A53F-3282:
Moistening Processes for Madden-Julian Oscillations During DYNAMO
Friday, 19 December 2014
Chung Hsiung Sui and Kai-Chih Tseng, National Taiwan University, Taipei, Taiwan
Abstract:
The multi-scale nature of TIV and possible dynamics are investigated through an analysis of the Low-tropospheric moistening processes of the two Madden-Julian Oscillations (MJOs) over the Indian Ocean during Dynamics of the MJO (DYNAMO) is performed by using soundings, operational assimilation and satellite data. Through the life cycles, the moistening processes responsible for MJO evolution is investigated by projecting the scale-separated moisture budget terms onto intraseasonal moisture anomaly and its time tendency change and by checking their correlation over their life cycles using time-decomposed wind and moisture fields. Results indicate that broad-scale advection by low-frequency and MJO flow and moisture fields are dominant moisture sources, while residual of moisture budget (-Q2) as dominant sink contributing to tendency term (propagation) and intaseasonal moisture anomaly (growth and decay). Dividing their life cycles into four phases, the two MJOs exhibit different budget balances in pre-moistening stage from the suppressed phase to cloud developing phase when low-frequency vertical motion is downward in MJO1 but upward in MJO2. The corresponding drying and moistening are balanced by negative Q2 (re-evaporation in non-raining cloud) in MJO1 and positive Q2 in MJO2. The result implies that seasonal cycle and interannual oscillations can affect the initiation of MJOs.

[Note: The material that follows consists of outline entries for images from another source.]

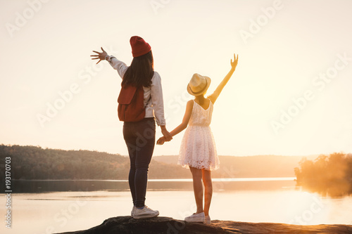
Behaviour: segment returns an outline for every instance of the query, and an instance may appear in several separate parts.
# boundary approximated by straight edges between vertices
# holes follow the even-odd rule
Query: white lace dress
[[[179,164],[186,168],[191,167],[210,171],[219,169],[219,157],[209,126],[212,114],[211,101],[208,109],[204,110],[194,100],[191,119],[181,143]]]

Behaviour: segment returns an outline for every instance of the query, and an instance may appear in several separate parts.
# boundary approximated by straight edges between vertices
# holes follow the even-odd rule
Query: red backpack
[[[143,119],[146,115],[146,107],[144,102],[144,92],[142,86],[139,88],[132,85],[122,86],[118,98],[118,115],[120,121],[138,122]]]

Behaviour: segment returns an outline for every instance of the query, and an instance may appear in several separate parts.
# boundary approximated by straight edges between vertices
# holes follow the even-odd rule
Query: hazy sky
[[[0,143],[127,155],[120,78],[89,56],[103,46],[129,65],[139,35],[162,78],[169,131],[191,98],[192,74],[210,77],[211,93],[236,53],[210,125],[219,155],[352,152],[351,8],[348,0],[1,0]],[[182,136],[154,155],[178,154]]]

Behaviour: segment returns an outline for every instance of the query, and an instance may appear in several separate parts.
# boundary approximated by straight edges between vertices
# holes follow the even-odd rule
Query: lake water
[[[87,229],[129,215],[132,207],[126,181],[15,181],[13,185],[12,229],[3,222],[1,233]],[[191,179],[150,180],[148,188],[146,204],[160,216],[184,219],[195,212]],[[212,219],[352,224],[352,197],[321,197],[295,188],[294,178],[213,179],[213,188]],[[6,202],[2,194],[4,215]]]

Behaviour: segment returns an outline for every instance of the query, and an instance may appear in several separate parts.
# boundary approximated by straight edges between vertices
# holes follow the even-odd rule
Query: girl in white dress
[[[210,171],[218,169],[220,163],[209,125],[211,122],[213,105],[234,73],[237,62],[238,55],[237,58],[234,55],[234,61],[231,60],[230,71],[214,93],[206,98],[204,98],[204,94],[210,84],[210,79],[196,73],[193,75],[188,84],[187,91],[195,98],[187,102],[182,124],[170,132],[173,136],[187,128],[181,144],[178,164],[191,169],[197,210],[191,216],[186,217],[184,219],[186,221],[203,222],[208,224],[211,222],[209,216],[213,195]],[[163,136],[158,140],[157,144],[163,145],[165,141],[165,138]],[[204,209],[203,209],[203,193]]]

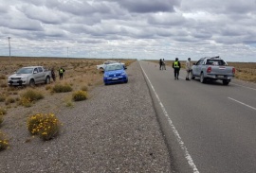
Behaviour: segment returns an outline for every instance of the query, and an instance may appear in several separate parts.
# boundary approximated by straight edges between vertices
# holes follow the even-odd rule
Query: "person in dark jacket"
[[[163,61],[162,61],[162,59],[159,60],[159,65],[160,65],[160,70],[162,70],[162,65],[163,65]]]
[[[174,61],[173,68],[174,69],[174,78],[175,78],[175,79],[178,79],[179,70],[181,68],[181,65],[180,65],[180,62],[178,61],[178,58],[176,58],[175,59],[175,61]]]
[[[55,81],[56,76],[55,76],[54,68],[52,68],[50,72],[51,72],[51,78],[52,78],[53,81]]]
[[[61,67],[60,69],[59,69],[59,76],[60,76],[60,79],[63,79],[63,78],[64,78],[64,73],[65,72],[65,70],[63,68],[63,67]]]

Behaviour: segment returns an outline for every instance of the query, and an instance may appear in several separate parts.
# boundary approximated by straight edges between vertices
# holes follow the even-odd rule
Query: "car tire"
[[[49,77],[46,77],[46,84],[49,84],[49,83],[50,83],[50,78]]]
[[[222,80],[223,85],[229,85],[229,80]]]
[[[205,83],[206,82],[206,78],[204,77],[204,73],[202,72],[201,75],[200,75],[200,82],[201,83]]]
[[[30,87],[35,87],[35,80],[34,79],[29,80],[29,86]]]

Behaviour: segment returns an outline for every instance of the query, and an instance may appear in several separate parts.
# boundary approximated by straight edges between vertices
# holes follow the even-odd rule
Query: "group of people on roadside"
[[[190,79],[190,76],[192,73],[192,62],[191,62],[191,58],[188,58],[188,61],[186,61],[186,71],[187,71],[187,76],[186,76],[186,80],[191,80]],[[160,70],[165,69],[165,61],[164,59],[160,59],[159,60],[159,65],[160,65]],[[178,79],[179,77],[179,71],[181,68],[181,64],[180,61],[178,61],[178,58],[175,58],[175,61],[173,62],[173,68],[174,68],[174,79]]]
[[[63,67],[61,67],[58,70],[58,72],[59,72],[60,79],[63,79],[64,78],[64,73],[65,72],[65,70]],[[56,80],[56,75],[55,75],[55,72],[54,72],[54,68],[51,69],[51,78],[52,78],[53,81]]]

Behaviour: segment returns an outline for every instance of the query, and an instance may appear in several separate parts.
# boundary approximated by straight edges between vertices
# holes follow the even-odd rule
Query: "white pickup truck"
[[[200,78],[200,82],[206,80],[222,80],[224,85],[229,85],[234,77],[235,68],[228,66],[228,63],[218,57],[206,57],[200,59],[192,67],[192,78]]]
[[[8,78],[9,86],[35,86],[39,83],[50,83],[51,72],[43,66],[22,67]]]

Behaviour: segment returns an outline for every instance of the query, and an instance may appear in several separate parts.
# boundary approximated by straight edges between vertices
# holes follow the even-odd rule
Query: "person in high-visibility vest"
[[[178,79],[179,70],[181,68],[180,62],[178,61],[178,58],[176,58],[175,61],[174,61],[173,68],[174,69],[174,78],[175,79]]]
[[[59,76],[60,76],[60,79],[62,79],[64,78],[64,69],[63,67],[61,67],[59,69]]]

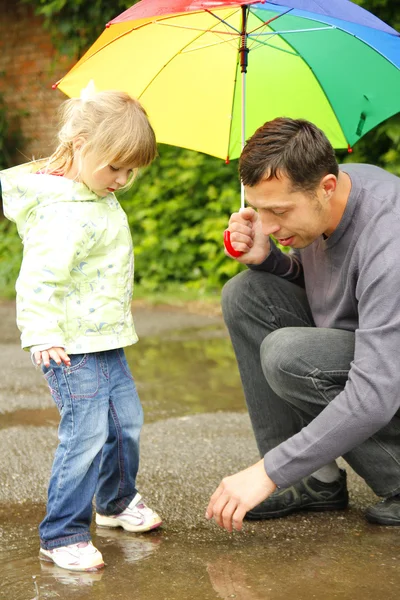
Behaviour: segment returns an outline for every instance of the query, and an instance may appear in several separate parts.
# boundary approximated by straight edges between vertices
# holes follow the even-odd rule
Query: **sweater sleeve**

The pre-moistening in the low-troposphere by boundary-layer moisture convergence leading the deep convection is observed but only in the cloud developing to convective phase of MJOs. Nonlinear moisture advection by synoptic disturbances and by MJOs always acts as diffusive terms. They are dominant moisture sources (sinks) in the suppress phase of MJO1 (MJO2). The above analysis is being extended to successive and primary MJO events in boreal summer and winter seasons using 10 years of data.